Recommendations We Stand Behind
After running this in production for several months, here are specific, opinionated recommendations:
- Never let agents retry without knowing why. Explicit states force you to categorize failure modes. If you can’t categorize it, you can’t handle it.
- Negotiation needs budgets. Unlimited negotiation is just a distributed deadlock. Cap rounds, cap time, escalate to humans. We use 3 rounds / 30 seconds.
- Checkpoints before external calls. Every LLM inference, every database write—checkpoint first. Recovery without data loss is possible.
- State machines compose, but shallowly. We tried 5-level hierarchies. Debugging them was worse than flat machines. Now we go 2-3 levels deep maximum.
- Keep the DAG for data flow, not agent coordination. We still use DAG-like structures for batch processing where agents don’t negotiate. Don’t throw away old tools—just use them where they fit.

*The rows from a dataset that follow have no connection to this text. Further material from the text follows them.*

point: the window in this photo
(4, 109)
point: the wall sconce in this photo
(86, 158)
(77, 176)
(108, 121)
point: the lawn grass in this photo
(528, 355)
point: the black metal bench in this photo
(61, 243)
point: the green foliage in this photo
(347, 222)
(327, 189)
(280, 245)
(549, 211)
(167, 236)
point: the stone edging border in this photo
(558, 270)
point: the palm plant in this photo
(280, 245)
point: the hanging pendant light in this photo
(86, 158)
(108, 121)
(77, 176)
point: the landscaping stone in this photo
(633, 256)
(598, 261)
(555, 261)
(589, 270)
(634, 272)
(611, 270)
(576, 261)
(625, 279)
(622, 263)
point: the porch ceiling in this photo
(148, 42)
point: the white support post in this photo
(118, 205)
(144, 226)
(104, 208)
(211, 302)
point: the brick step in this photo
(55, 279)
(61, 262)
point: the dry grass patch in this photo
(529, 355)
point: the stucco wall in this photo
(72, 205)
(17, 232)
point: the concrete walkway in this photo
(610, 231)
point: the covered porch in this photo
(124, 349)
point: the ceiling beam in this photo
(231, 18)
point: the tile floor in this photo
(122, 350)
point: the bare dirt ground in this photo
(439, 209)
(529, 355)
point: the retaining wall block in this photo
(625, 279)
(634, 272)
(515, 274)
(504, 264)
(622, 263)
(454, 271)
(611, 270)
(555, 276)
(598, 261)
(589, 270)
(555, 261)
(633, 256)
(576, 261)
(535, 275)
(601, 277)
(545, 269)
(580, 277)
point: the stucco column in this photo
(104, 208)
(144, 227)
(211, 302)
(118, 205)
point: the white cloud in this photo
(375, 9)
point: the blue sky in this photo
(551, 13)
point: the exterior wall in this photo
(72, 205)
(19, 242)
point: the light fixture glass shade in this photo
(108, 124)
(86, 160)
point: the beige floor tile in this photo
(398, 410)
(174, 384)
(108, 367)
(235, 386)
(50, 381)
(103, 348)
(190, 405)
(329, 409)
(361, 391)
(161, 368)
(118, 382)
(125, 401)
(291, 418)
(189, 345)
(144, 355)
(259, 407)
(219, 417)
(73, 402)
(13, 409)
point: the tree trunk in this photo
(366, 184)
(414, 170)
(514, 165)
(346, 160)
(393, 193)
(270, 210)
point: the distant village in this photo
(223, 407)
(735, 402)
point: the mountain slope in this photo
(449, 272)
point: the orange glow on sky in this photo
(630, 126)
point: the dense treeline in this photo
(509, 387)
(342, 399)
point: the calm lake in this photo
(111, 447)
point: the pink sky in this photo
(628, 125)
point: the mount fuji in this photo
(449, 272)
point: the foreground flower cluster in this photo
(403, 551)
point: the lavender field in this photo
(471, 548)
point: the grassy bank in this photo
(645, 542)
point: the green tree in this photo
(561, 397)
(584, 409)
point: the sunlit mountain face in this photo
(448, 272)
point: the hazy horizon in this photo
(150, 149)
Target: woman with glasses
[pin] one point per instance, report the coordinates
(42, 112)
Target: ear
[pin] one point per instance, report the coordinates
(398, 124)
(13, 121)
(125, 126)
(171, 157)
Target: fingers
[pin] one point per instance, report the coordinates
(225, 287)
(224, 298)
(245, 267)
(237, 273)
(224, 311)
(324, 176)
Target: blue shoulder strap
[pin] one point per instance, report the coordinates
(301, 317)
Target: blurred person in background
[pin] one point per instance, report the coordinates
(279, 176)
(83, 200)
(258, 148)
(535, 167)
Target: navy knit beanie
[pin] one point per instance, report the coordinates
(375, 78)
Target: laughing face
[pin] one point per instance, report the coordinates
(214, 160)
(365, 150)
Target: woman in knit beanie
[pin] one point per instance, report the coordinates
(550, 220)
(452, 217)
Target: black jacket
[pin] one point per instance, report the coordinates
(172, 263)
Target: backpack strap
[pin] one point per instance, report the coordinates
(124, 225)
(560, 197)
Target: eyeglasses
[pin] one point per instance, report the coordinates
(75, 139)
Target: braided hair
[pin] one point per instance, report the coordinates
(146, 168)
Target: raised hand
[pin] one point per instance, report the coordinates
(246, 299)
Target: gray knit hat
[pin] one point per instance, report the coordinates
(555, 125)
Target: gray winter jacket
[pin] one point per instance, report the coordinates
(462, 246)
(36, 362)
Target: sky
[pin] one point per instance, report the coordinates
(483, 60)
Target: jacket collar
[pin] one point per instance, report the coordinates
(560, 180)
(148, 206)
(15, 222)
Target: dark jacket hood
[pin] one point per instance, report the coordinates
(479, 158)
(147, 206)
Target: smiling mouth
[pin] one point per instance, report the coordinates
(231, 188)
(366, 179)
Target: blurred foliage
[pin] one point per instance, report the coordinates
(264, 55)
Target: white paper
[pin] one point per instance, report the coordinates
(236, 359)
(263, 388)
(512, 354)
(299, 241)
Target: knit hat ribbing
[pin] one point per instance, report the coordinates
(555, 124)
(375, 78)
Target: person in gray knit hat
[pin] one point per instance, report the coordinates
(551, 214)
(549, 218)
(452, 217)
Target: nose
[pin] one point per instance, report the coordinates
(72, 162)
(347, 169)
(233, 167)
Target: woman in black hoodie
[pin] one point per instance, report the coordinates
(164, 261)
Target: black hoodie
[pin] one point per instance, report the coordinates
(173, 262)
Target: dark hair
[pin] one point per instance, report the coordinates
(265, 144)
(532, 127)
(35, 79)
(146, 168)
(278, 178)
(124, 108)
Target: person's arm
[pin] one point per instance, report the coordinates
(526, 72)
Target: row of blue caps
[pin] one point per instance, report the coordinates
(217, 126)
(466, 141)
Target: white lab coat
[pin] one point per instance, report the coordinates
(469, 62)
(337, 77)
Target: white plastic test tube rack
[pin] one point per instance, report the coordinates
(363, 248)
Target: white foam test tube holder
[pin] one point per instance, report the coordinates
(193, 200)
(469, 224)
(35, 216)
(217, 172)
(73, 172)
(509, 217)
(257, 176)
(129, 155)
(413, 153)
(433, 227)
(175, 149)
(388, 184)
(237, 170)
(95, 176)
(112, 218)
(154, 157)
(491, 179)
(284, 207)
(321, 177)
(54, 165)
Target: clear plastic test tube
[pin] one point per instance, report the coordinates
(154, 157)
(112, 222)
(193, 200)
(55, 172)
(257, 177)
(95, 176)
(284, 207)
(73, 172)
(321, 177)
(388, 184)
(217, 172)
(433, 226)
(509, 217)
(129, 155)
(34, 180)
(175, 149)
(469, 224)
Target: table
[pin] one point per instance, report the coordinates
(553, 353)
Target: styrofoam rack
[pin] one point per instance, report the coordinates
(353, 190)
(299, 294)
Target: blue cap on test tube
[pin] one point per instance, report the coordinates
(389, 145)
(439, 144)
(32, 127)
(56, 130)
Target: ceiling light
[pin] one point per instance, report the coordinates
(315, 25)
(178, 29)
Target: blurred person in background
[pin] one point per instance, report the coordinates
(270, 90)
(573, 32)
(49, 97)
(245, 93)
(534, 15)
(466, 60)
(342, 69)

What You Can Build This Week
You don’t need our full framework to start. Here’s a minimal state machine you can add to an existing agent system:
// Drop-in state machine for existing agents
export class MinimalAgentStateMachine {
private state: 'idle' | 'working' | 'validating' | 'stuck' = 'idle';
private checkpoint: unknown = null;
async execute<T>(
agent: (input: unknown, checkpoint: unknown) => Promise<T>,
input: unknown,
validator: (output: T) => { valid: boolean; reason?: string }
): Promise<T> {
// Transition: idle → working
this.state = 'working';
this.checkpoint = input;
try {
const output = await agent(input, this.checkpoint);
// Transition: working → validating
this.state = 'validating';
const validation = validator(output);
if (validation.valid) {
this.state = 'idle';
return output;
}
// Transition: validating → stuck (negotiation needed)
this.state = 'stuck';
throw new AgentValidationError(validation.reason, output);
} catch (error) {
// All failures go through stuck state
this.state = 'stuck';
throw error;
}
}
getCurrentState() {
return {
state: this.state,
hasCheckpoint: this.checkpoint !== null,
};
}
// Recovery: resume from checkpoint with new parameters
async resume(agent: Function, newInput: unknown) {
if (this.state !== 'stuck') {
throw new Error('Can only resume from stuck state');
}
return this.execute(agent, newInput, (_x) => ({ valid: true }));
}
}This fits in one file. It gives you three things your DAG probably doesn’t: explicit validation gates, stuck-state detection, and resumability. Add metrics on state transitions and you’ll see your system’s behavior more clearly than any execution graph.
The state machine isn’t a theoretical improvement. It’s the difference between “the system is doing something weird” and “Agent 7 needs help with semantic validation of claim X.” That specificity translates directly to uptime, debuggability, and sleep.